Obama Looks to Illegally Change Obamacare . . . Again

by Charles C. W. Cooke

Yesterday evening, Politico’s Blake Hounshell asked this question on Twitter:

The short answer — this week — is this, from the Washington Post:

The Obama administration is considering an extension of the president’s decision to let people keep their individual insurance policies even if they are not compliant with the health care overhaul, industry and government officials said Thursday.

Avalere Health CEO Dan Mendelson said Thursday that the administration may let policyholders keep that coverage for as long as an additional three years, stressing that no decision has been made. Policymakers are waiting to see what rate hikes health insurers plan for the insurance exchanges that are key to the overhaul’s coverage expansions.

“The administration is entertaining a range of options to ensure that this individual market has stability to it, and that would be one thing that they could do,” he said.

To put it bluntly, this is illegal. “Prosecutorial discretion” is one thing; completely ignoring a part of what the Left is awfully fond of describing as “the law of the land” is quite another.
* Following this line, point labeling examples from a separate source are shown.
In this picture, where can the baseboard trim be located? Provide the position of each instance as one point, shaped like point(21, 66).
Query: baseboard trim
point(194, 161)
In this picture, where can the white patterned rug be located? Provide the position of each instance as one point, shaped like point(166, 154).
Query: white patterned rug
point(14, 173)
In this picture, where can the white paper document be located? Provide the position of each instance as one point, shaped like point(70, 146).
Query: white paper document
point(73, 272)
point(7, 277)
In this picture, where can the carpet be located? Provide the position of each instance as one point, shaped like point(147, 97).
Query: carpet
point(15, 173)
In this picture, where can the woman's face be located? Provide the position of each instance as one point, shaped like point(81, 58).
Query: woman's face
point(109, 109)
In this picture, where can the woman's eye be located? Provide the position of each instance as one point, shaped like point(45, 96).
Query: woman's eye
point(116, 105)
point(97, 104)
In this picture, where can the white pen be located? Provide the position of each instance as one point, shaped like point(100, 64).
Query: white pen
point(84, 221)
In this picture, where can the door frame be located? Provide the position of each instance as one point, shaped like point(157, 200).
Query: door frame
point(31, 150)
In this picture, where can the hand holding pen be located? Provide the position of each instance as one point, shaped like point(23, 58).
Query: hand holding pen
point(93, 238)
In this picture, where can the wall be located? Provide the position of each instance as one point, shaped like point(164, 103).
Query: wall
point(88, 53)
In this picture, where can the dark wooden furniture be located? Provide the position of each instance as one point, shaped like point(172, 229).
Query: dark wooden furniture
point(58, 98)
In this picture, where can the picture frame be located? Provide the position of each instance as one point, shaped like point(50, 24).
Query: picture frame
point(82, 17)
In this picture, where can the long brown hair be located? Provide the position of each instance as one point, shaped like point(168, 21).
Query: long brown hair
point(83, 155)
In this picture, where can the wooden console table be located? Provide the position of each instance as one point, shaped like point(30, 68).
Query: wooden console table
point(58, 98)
And make no mistake: that is what the Obama administration is considering doing once again – usurping the power of Congress and rewriting the rules on its own. As Northwestern’s Eugene Kontorovitch correctly observed last time the president cloaked himself in the Divine Right of Kings, this really isn’t a close one:

Unlike prior exercises of presidential enforcement discretion, the fix depends on states violating federal law. That is because it does not change the law on the books. Rather, the feds are simply signaling that they will not enforce certain provisions for some time.

But many parts of Obamacare do have to be applied by states, the traditional front lines of insurance regulation. States, however, lack “enforcement discretion” when it comes to ignoring federal law, even when the president thinks it would be a good idea. As the president has often reminded us, the ACA is “the law of the land,” and remains so after the fix.

The Constitution’s Supremacy Clause makes federal law—not presidential policies— binding on the states. So what’s a state insurance commissioner to do? Federal law requires health plans to have a mandatory level of “minimum coverage.” Thus it is not clear how a state insurance commissioner can authorize a plan that violates federal law. Such action would create a direct conflict between state action and federal law—and the latter automatically wins (even without the broad view of preemption of state laws that the administration has championed in immigration cases).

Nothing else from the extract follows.